Profiling PHP applications with Xdebug

When you are dealing with applications which handle a massive amount of data and high traffic, performance is usually a critical issue to deal, and consequently, the ability to identify any bottleneck in your software may be precious. I’d like to share here some insights about profiling in PHP applications, it means, how to analyse your app and try to improve its performance through the data gathered.

I had the idea to write about profiling after seeing a talk about in the last PHP Experience from Thiago Rodrigues and its talk about this subject.

My sample

I’ve created a simple application which shows the holidays for a country using the HolidayAPI, my aim here is to Xdebug profiler in action. This application should retrieve the data from this API using HTTP requests and show a really simple calendar like you can see below, I repeated this calendar 20 times with the holidays of a given country, in my case, Brazil. You can see the code here.

Configuring Xdebug

As you may know, Xdebug is an excellent tool for debugging, but few people use it as a profiler, and in fact, is not a hard task to do. You can enable the profile to generate data in every application call  or using a trigger parameter XDEBUG_PROFILE in this case, using a Cookie or HTTP param request.


The files generate usually have as the name cachegrind.out plus the PID and are stored in the /tmp directory, both file and directory are possible to be changed int the Xdebug configuration file.

How to visualize and analyse the data?

That’s an easy task to do, once you have generated the cachegrind.out there are a few possibilities and tools to show and analyse it; the is nowadays the profiler tool with more resources, but unfortunately, if you want to use it in your company is not free, so my focus here will be two open source tools and how to see the data in PHP Storm.

PHP Storm

It’s pretty easy to see the data in the PHP Storm IDE, but maybe you might have a few problems if you are using the latest Xdebug version (2.6 at this moment) with old PHP Storm versions, the parser probably won’t be possible to generate the information from the cachegrind files. Personally, I have this problem.
The shortcut to show data on PHP Storm is Tools -> Analyse Xdebug Profiler Snapshot and select the cachegrind file localization, as I said above, it is usually saved in the tmp directory.


Showing the data of the calendar application on PHP Storm

Webgrind and KCacheGrind

Webgrind and KCacheGrind are tools that allow us to have more information of the cachegrind files, for instance, you can generate charts and see in a better way all the application flow and how each part is related to the other.
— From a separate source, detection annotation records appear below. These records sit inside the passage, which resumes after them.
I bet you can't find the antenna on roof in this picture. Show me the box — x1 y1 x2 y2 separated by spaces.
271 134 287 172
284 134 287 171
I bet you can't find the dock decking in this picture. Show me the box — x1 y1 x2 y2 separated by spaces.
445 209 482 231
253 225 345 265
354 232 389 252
Both are alternative to the BlackFire.
The following images you can see the information generated of the same calendar application.

Webgrind dashboard

KCacheGrind showing results with more details

WebGrind chart showing the application flow


As you can see on all the data analysed using PHP Storm, KCacheGrind and WebGrind, the HTTP request with Curl took more time to be executed; it is typical externals requests like to databases or APIs spending more time than the rest of the application because those depend on external things. For instance, in real applications, it would be the first point to optimise, maybe using a cache layer with Redis to avoid the same requests being done many and many times in an unnecessary way, is unlikely that this data will change in the future.
I’m going to add a cache layer with Redis to improve the performance; it goes without saying that there are other approaches to give it a go, but in our case, the cache is enough.

The application with cache.

KCacheGrind showing results with a cache layer


Webgrind dashboard showing the application with tunning


Webgrind chart


With this new approach the execution time amount has decreased from 13 seconds to 0.316 seconds, unquestionably faster. There are still a few things that we could change to improve our application, but it is essential to know what’s the expected outcome mainly in real applications, it easier to get paranoic and trying to improve application beyond the necessary, and sometimes the trade-off is not worth.
My focus in this article it was to show how we can identify possible bottlenecks using tools allowing us to decide where to optimise.